近世後期の領主支配と地域社会―「百姓成立」と中間層

近世史研究において、「地域社会論」とよばれる分野がある。1980年代あたりから研究がさかんになり、90年代以降、多くの成果が公刊されてきた。一般に、近世の支配関係としては藩(幕府代官)―名主(庄屋)という関係が基本とされているが、その中間に大庄屋などによって組織された「組合」などの支配機構が置かれることがある。地域社会論においては、そういった中間組織のあり方を主たる対象としながら、さまざまな角度から分析が行われてきた。かつて、この分野の研究のひとつについて書評を書いたことがあり(→http://www.iwata-shoin.co.jp/shohyo/sho60.htm)、いろいろと勉強させていただいたことを思い出す。

山崎氏はこの研究に携わるもっとも若い世代の研究者であり、博士論文としてまとめられたのが本書である。

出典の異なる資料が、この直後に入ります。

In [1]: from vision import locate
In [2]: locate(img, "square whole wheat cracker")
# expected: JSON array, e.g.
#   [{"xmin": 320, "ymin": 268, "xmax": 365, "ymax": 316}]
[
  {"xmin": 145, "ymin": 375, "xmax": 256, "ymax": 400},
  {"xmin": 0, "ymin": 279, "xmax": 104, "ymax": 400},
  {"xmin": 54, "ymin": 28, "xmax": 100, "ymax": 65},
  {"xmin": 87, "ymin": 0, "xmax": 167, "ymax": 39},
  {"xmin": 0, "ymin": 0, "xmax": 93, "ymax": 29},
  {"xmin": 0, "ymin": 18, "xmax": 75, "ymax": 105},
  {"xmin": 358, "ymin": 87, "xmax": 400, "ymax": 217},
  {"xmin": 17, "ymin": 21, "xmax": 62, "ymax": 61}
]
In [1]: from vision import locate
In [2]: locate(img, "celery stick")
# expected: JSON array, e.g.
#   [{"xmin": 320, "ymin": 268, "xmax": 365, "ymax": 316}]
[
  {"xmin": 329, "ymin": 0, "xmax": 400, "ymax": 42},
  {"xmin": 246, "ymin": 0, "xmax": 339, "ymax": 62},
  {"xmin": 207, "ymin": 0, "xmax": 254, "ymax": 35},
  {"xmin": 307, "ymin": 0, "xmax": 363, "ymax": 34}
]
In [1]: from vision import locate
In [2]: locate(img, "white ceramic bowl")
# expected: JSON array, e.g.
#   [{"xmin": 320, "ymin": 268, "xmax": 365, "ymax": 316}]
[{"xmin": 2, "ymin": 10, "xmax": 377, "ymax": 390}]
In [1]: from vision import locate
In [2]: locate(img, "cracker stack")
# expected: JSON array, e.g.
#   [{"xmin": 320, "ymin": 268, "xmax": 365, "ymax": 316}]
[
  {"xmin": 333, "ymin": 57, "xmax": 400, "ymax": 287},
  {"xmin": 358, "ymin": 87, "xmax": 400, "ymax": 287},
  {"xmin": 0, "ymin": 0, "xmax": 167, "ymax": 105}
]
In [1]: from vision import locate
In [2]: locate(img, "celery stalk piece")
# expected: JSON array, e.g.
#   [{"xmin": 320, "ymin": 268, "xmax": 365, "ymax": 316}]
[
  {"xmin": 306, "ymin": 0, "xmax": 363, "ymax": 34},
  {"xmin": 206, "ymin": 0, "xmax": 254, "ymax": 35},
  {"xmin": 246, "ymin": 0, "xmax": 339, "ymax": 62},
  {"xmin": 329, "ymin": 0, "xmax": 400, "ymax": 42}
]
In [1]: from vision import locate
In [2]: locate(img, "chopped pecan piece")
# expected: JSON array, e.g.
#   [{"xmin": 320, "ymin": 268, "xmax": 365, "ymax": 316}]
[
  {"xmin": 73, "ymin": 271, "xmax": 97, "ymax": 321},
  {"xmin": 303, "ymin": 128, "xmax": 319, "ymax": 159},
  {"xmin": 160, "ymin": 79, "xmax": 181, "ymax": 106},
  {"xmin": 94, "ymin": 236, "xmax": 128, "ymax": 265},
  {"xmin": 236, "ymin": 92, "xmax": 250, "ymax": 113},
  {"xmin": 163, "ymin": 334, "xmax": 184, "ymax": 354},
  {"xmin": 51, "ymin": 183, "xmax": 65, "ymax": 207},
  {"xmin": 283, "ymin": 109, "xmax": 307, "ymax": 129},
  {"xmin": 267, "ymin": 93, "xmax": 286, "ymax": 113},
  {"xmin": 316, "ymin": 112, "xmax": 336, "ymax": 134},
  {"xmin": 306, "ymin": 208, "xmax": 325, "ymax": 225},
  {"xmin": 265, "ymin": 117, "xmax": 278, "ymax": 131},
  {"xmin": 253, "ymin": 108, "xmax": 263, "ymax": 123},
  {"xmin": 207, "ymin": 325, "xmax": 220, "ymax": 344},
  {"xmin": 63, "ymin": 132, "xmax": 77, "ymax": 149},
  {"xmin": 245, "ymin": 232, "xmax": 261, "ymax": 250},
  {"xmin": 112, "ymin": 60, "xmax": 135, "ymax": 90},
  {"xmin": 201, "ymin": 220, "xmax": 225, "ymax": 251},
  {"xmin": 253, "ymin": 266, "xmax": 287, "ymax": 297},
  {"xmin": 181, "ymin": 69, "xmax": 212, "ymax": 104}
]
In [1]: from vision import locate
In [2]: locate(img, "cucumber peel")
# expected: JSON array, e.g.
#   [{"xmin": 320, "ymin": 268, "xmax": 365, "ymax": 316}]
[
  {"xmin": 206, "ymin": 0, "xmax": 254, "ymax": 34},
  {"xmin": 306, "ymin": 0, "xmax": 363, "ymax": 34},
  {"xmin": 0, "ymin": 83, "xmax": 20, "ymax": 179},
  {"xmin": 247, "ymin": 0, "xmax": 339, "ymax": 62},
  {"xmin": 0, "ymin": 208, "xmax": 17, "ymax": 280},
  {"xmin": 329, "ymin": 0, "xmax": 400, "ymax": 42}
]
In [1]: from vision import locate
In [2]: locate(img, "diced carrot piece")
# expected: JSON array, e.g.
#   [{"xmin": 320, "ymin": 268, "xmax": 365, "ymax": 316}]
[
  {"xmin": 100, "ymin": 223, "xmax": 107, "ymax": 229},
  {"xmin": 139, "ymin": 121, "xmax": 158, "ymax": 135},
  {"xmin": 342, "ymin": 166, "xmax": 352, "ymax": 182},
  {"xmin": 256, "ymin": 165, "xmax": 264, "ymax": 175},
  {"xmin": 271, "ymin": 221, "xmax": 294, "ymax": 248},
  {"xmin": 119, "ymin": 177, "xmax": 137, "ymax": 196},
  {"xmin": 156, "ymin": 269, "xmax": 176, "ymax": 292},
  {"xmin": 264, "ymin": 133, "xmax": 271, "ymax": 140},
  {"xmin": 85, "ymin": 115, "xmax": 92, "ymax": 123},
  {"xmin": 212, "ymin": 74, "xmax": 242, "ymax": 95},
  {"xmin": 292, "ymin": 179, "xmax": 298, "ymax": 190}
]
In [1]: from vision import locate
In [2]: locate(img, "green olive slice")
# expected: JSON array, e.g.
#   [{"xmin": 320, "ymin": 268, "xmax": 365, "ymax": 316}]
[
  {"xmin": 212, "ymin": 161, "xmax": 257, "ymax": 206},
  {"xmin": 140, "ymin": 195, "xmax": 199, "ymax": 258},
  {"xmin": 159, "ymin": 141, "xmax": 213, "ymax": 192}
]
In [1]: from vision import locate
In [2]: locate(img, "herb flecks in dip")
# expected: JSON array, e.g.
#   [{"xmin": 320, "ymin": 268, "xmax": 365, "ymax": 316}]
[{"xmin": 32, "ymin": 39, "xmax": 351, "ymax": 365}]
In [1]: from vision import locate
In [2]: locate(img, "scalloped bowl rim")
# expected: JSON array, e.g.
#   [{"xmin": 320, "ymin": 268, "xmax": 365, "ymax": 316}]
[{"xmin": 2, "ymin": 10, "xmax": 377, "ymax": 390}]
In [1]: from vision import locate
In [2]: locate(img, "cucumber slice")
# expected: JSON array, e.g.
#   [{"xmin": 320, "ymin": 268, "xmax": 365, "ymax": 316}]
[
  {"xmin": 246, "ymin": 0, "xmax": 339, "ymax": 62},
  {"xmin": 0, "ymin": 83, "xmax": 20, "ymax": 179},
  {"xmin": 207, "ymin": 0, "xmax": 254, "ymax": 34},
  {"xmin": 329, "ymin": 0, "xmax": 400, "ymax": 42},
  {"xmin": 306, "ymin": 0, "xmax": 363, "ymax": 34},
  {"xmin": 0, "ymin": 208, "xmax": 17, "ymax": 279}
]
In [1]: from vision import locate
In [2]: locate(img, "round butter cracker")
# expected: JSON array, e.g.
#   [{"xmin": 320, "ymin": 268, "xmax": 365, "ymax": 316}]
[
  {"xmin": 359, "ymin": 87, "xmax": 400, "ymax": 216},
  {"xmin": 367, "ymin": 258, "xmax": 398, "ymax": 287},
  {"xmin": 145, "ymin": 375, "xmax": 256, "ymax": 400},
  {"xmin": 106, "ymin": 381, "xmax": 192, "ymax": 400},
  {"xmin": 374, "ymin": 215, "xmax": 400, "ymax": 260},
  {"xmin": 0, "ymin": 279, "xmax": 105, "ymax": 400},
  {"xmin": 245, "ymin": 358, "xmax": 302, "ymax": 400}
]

対象とされた地域は大和・和泉・播磨の清水家領地であり、とりわけ「取締役」を務めた三枝家の膨大な史料の分析はすぐれて実証的であって、学界への貢献が極めて大きいことは間違いない。

ところで、御三卿を務めた清水家の分析という点もユニークである。幕府は御三家のほか、清水・田安・一橋の御三卿があったことは広く知られているが、その支配形態がどうなっていたのか、本書を読んではじめて明確なイメージを持つことができた。